Mais: “Reforça o entendimento de que a Presidente da República agiu com dolo o fato de ela sempre se mostrar muito consciente de todas as questões afetas ao setor de energia, bem como aquelas relacionadas à área econômica e financeira. Ademais, além de ser economista por formação, a dirigente máxima do país ocupou cargos umbilicalmente relacionados ao setor de energia, não sendo possível negar sua personalidade centralizadora. Em análise bastante minuciosa, o jornalista, escritor e político Fernando Gabeira, mostra bem que só pode alegar falta de elementos para o Impeachment quem não concatena os fatos”.
Vale lembrar do que diz o ministro Paulo Brossard - ao escrever sobre Impeachment no ano de 1992:“O sujeito passivo do impeachment é a pessoa investida de autoridade, como e enquanto tal. Só aquele que pode malfazer ao Estado, como agente seu, está em condições subjetivas de sofrer a acusação parlamentar, cujo escopo é afastar do governo a autoridade que o exerceu mal, de forma negligente, caprichosa, abusiva, ilegal ou facciosa, de modo incompatível com a honra, a dignidade e o decoro do cargo”. A reflexão também se encontra lá.
O capítulo 2 trata dos crimes de responsabilidade. E lá está - em minha visão - o fato mais difícil da presidente se defender. Os decretos editados em 2014 e 2015 (já neste mandato) em que abre créditos suplementares - de valor extremamente elevado - sem pedir autorização do Congresso Nacional.
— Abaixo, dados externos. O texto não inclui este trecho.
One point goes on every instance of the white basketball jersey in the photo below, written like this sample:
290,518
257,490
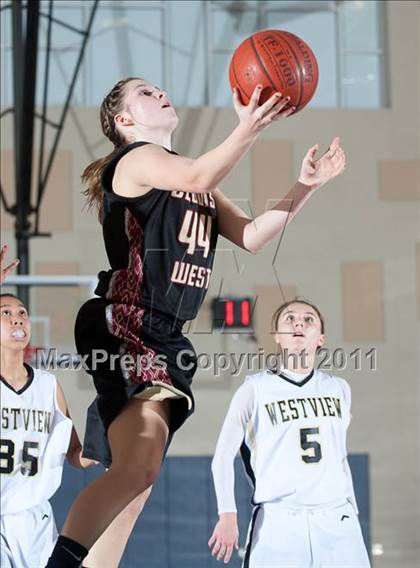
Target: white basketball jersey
35,436
295,444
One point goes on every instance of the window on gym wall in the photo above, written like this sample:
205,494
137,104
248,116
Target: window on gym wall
185,47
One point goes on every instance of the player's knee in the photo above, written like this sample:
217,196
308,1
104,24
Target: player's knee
139,479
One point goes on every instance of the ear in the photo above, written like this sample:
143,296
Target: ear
123,119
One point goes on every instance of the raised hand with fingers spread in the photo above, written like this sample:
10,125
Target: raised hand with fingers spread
225,537
316,173
257,117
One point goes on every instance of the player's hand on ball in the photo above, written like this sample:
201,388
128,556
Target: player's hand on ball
256,117
4,272
316,173
225,537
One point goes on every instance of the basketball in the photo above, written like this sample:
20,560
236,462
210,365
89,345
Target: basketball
279,61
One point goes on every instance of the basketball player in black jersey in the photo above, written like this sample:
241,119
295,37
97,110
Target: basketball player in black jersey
161,214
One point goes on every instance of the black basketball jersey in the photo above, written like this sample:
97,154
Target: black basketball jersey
160,247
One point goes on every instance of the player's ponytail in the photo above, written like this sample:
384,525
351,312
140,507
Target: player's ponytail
92,175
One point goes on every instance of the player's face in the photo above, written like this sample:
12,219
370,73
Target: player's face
299,329
15,324
148,106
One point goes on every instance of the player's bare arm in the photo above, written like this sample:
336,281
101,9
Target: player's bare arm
74,452
254,234
6,270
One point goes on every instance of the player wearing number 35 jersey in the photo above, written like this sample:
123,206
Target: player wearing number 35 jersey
36,435
290,427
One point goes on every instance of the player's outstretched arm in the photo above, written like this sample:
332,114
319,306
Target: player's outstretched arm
254,234
225,537
152,166
6,270
74,451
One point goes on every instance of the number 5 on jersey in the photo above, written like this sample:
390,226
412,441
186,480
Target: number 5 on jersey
312,452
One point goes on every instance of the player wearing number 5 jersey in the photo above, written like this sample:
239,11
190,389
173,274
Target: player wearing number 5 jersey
36,435
161,214
290,426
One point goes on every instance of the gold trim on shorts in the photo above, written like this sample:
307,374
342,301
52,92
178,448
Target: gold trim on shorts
160,391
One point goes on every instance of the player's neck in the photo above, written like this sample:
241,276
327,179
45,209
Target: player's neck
159,137
12,368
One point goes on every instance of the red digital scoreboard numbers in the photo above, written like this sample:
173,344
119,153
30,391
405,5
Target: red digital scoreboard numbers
231,313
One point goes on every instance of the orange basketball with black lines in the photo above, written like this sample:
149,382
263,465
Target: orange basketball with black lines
279,61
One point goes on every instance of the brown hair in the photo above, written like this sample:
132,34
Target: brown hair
92,175
297,300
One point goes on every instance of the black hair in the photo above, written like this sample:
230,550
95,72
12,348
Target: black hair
6,295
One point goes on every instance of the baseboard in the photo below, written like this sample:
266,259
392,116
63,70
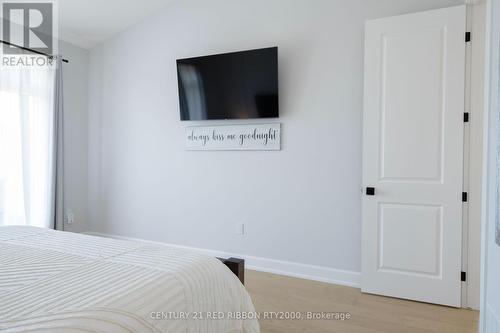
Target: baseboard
492,321
287,268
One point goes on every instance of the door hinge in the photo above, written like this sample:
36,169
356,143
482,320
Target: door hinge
467,36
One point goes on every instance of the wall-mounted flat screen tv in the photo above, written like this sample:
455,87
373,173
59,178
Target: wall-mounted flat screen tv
238,85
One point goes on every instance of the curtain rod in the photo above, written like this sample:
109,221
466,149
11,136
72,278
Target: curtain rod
31,50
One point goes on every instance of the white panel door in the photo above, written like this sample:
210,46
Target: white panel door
413,156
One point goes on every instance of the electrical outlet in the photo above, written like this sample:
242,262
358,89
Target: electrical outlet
240,228
70,217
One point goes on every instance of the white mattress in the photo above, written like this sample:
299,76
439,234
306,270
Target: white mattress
53,281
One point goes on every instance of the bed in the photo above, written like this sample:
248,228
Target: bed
54,281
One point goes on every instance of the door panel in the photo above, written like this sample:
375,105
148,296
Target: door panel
413,155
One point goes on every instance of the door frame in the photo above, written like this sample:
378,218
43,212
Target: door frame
491,128
473,154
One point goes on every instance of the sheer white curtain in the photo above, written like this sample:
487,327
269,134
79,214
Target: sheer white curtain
27,139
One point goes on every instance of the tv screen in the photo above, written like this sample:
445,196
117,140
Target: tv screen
237,85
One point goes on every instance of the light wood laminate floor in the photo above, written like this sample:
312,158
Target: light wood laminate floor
369,313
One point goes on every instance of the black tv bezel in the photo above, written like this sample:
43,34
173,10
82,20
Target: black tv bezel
225,54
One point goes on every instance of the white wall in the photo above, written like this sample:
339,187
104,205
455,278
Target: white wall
301,204
75,89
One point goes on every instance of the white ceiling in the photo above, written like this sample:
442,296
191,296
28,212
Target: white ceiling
87,23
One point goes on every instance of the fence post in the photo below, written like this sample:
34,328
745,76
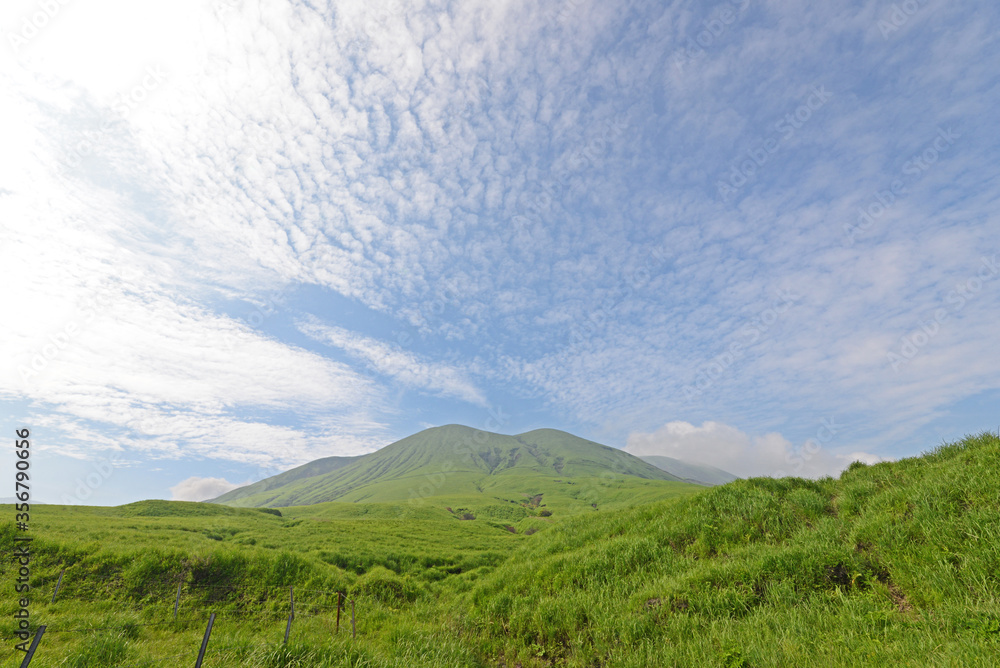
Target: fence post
178,601
34,646
340,600
61,573
291,613
204,642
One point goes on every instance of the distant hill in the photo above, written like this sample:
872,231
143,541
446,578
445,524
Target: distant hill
697,473
312,469
462,463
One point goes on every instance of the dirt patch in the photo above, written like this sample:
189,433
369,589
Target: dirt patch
899,598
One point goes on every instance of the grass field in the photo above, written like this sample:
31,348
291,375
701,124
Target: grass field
896,563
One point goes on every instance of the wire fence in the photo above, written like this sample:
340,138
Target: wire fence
243,609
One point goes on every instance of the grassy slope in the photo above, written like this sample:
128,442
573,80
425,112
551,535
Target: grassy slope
312,469
896,563
460,460
701,473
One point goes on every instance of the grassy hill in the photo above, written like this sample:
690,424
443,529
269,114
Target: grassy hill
696,473
314,468
463,466
892,564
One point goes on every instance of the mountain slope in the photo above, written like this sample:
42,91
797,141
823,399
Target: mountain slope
455,460
891,564
314,468
697,473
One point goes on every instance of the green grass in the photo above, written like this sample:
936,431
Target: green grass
455,460
892,564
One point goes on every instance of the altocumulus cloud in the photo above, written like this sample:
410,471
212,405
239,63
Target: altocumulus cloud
200,489
741,454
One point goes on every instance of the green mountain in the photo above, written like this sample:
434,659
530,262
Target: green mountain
314,468
469,467
697,473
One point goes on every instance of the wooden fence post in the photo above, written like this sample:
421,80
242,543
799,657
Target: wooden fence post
34,646
61,573
291,613
204,642
178,601
340,601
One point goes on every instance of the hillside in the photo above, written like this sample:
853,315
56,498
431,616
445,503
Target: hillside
312,469
702,474
892,564
462,464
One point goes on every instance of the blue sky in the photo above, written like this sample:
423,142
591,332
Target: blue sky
238,235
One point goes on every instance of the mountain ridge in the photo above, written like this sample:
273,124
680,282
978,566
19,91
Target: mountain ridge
448,460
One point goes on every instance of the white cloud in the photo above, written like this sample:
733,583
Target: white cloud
200,489
741,454
402,366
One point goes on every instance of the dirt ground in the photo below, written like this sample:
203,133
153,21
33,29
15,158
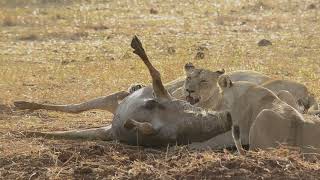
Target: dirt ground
63,51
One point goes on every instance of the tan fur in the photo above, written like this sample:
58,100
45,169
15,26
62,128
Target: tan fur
264,120
201,87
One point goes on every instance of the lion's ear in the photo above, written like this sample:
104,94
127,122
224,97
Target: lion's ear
225,81
220,72
189,67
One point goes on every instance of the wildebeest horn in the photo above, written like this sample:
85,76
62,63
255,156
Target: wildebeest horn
102,133
158,88
144,127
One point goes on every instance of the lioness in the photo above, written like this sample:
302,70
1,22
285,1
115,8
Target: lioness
201,89
262,120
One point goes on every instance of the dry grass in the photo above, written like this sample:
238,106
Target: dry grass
66,52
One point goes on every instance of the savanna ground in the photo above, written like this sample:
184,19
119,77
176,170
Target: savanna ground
66,52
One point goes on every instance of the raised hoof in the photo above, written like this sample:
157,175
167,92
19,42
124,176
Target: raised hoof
22,105
135,87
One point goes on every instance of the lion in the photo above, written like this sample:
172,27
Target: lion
201,89
263,120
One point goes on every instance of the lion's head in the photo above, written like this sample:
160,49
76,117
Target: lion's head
200,84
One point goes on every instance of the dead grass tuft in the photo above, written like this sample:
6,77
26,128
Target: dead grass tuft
80,50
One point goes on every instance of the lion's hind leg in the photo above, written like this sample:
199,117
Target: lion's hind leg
269,130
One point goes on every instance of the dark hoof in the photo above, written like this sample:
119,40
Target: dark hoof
135,87
22,105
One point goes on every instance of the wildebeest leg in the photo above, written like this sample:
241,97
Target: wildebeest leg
103,133
158,88
109,103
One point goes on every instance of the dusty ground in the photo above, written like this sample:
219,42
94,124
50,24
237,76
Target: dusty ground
62,52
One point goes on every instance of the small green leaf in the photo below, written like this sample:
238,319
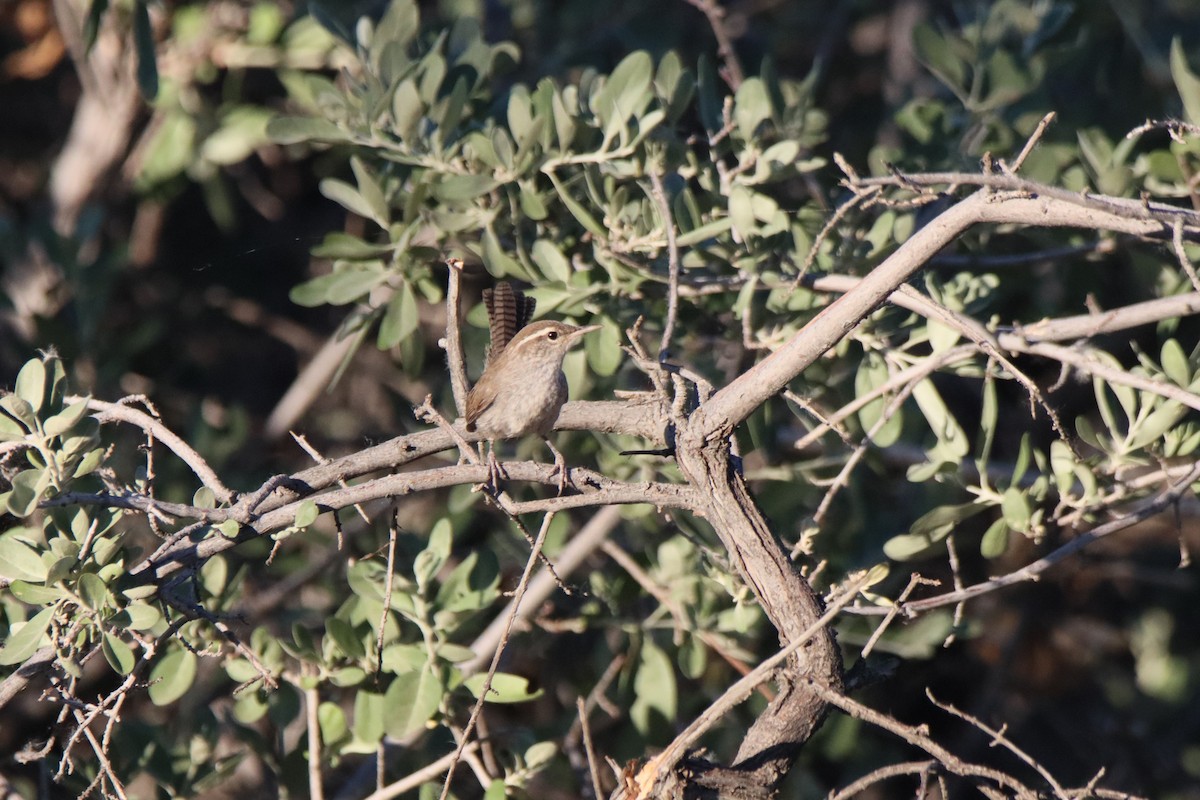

Trata-se de mais de R$ 18 bilhões.
O detalhe: “Esses decretos foram publicados após a constatação, pelo Tesouro Nacional, de que as metas estabelecidas na Lei de Diretrizes Orçamentárias e da Lei Orçamentária Anual não haviam sido cumpridas, como revelado pelo Relatório de Avaliação de Receitas e Despesas Primárias do 5o Bimestre de 2014 do Tesouro Nacional”.
É crime conforme o artigo 10, itens 4 e 6, da Lei de número 1.079 de 10 de abril de 1950. Além disto, “a ilegalidade da conduta da denunciada se revela a partir das proibições constantes do art. 167, V da CF2 e art. 4o da Lei Orçamentária Anual – LOA-2014 (Lei 12.952/2014)”.
O que diz a lei 1.079 neste ponto? Eis: “Art. 10. São crimes de Responsabilidade contra a lei orçamentária: 4) Infringir, patentemente, e de qualquer modo, dispositivo da lei orçamentária; 6) Ordenar ou autorizar a abertura de crédito em desacordo com os limites estabelecidos pelo Senado Federal, sem fundamento na lei orçamentária ou na de crédito adicional ou com inobservância de prescrição legal”
O art. 167, inciso V, da Constituição Federal, estabelece ser vedada a ABERTURA DE CRÉDITO SUPLEMENTAR sem prévia autorização legislativa e sem indicação dos recursos correspondentes. Esta autorização tem que constar de lei específica (art. 165, §8o da CF). Também é citada as implicações em relação à Lei de Responsabilidade Fiscal.
Observem o quadro de exposição da página 18 do pedido de impeachment. Analisem por vocês mesmos. E este é só um dos pontos entre tantos. Destaco este porque acho - não o mais grave - mais o comprovadamente mais lógico na argumentação encaminhada à Câmara de Deputados.
Claro, cabe ainda a defesa da presidente. Caso o processo ande a este ponto, farei questão de ler na íntegra esta também. Espero que os brasileiros tenham acesso e assim possam fazer suas análises. Aguardo para saber se serei convencido por Dilma Rousseff.
Mas, vocês são livres para formarem suas opiniões. Apenas evitem os cantos de sereias e vão às fontes primárias. É um período crucial de nossa história em que precisamos nos informar sobre tudo que anda acontecendo. Somos livres para isto e não dependemos de filtros. As fontes primárias aí estão. Não há razão para não irmos a elas e ficarmos só nos memes de internet.